Elon Law scholar contributes to NPR report on Facebook

Associate Professor David S. Levine was interviewed on Halloween for a National Public Radio "Marketplace" segment on the difficulty of policing political content on Facebook and Twitter.

An Elon Law professor provided legal commentary for an NPR report that examined the reasons why Facebook and other social media platforms are not incentivized to filter content allegedly placed as part of the 2016 Russian political misinformation campaign, and similar foreign-sponsored advertising and commentary.

Associate Professor David S. Levine, an affiliate scholar at the Center for Internet and Society at Stanford Law School, spoke with "Marketplace" on Halloween about a bipartisan bill in Washington that would extend rules prohibiting foreign interference in U.S. elections to the digital realm.

As the segment points out, it's easy enough for Facebook to determine who paid for an online advertisment. But what about a "Vote for Donald" meme that someone was paid to create but shared organically through social channels?

"That dichotomy between paid advertising and organic content is at the heart of this challenge," Levine said. As long as political content drives activity and ad revenue, there's no market incentive remove it. Regulating it would also mean regulating free speech. "This is the tradeoff associated with having speech platforms in the first place."

Americans don't want to limit free speech online, Levine told "Marketplace." That's part of what makes Facebook and Twitter the perfect target for foreign interference in elections

Listen to the full report here (beginning around the 3:15 mark of the segment titled "Is the estate tax saving America from artistocracy?")

Levine was a 2016-2017 Visiting Research Collaborator at Princeton University's Center for Information Technology Policy.

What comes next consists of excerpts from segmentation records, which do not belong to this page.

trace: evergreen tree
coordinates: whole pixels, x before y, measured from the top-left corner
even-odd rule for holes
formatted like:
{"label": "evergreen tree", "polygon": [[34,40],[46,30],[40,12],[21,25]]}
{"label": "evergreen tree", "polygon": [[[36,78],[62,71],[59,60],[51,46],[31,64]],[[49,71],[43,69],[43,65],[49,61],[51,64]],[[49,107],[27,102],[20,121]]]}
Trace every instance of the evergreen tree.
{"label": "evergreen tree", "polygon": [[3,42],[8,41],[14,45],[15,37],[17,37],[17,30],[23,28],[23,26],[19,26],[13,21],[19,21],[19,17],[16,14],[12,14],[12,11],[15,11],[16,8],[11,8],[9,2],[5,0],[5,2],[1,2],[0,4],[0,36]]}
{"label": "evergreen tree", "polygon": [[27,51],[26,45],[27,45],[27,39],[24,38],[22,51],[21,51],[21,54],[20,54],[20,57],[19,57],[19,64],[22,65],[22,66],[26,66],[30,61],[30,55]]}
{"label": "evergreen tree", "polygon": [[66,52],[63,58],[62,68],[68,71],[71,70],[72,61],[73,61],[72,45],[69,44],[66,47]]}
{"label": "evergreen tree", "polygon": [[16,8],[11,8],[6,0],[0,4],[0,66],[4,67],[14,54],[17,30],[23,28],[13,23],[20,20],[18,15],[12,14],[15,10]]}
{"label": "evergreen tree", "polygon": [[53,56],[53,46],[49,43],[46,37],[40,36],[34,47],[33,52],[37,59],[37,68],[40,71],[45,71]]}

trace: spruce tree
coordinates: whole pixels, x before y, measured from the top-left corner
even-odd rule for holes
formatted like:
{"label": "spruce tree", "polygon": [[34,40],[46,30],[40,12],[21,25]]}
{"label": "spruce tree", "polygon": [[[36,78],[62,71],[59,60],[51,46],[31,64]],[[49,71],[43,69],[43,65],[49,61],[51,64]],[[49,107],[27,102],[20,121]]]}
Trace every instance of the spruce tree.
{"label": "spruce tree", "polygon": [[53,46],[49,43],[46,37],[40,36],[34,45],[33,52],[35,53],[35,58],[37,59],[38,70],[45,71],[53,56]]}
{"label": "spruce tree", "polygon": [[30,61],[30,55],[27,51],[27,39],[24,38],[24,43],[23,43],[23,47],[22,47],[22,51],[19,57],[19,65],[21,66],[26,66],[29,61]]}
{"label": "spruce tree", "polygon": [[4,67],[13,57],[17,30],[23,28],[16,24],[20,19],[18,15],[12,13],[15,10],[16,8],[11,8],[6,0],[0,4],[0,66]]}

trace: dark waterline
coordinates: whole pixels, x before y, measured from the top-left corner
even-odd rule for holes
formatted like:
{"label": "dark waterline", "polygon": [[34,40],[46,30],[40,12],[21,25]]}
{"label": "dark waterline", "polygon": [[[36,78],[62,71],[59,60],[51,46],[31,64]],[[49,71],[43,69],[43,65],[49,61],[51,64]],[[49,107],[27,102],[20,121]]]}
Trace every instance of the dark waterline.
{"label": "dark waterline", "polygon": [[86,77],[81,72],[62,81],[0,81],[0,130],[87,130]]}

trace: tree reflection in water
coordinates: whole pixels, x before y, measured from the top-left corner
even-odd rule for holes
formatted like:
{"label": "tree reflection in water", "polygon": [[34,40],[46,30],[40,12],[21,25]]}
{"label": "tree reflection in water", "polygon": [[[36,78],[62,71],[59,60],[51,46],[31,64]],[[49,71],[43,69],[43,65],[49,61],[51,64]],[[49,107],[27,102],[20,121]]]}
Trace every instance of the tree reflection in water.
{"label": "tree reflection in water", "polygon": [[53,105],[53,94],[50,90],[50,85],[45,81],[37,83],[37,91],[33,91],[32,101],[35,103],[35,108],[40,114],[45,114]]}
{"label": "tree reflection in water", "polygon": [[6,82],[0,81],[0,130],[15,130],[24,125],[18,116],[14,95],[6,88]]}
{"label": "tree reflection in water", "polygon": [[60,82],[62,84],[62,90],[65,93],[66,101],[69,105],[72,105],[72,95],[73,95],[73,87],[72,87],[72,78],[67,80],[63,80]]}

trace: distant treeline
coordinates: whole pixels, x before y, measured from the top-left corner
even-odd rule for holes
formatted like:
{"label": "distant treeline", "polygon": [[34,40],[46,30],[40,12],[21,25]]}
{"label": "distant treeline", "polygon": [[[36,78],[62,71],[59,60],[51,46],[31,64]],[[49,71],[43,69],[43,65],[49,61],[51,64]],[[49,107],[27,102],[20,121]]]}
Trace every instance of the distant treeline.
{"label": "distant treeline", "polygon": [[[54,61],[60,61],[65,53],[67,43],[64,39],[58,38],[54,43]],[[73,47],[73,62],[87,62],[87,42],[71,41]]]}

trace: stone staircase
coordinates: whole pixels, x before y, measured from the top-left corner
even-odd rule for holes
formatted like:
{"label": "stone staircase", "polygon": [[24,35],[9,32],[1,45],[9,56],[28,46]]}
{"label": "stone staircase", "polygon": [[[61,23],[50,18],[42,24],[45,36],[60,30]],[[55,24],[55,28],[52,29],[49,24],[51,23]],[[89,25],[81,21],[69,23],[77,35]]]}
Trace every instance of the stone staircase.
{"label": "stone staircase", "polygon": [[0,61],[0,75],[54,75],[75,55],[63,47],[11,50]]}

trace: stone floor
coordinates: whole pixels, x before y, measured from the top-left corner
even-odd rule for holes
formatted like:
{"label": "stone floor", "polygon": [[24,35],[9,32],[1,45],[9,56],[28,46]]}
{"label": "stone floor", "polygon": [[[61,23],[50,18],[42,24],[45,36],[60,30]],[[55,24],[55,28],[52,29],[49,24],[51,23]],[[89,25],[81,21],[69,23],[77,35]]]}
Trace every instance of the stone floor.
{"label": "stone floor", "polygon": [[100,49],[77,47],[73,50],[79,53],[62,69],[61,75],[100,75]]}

He is also the founder and host of Hearsay Culture on KZSU-FM, an information policy, intellectual property law and technology talk show named as a top five podcast in the ABA's Blawg 100 of 2008.

His scholarship focuses on the operation of intellectual property law at the intersection of technology and public life, specifically information flows in the lawmaking and regulatory process and intellectual property law's impact on public and private secrecy, transparency and accountability.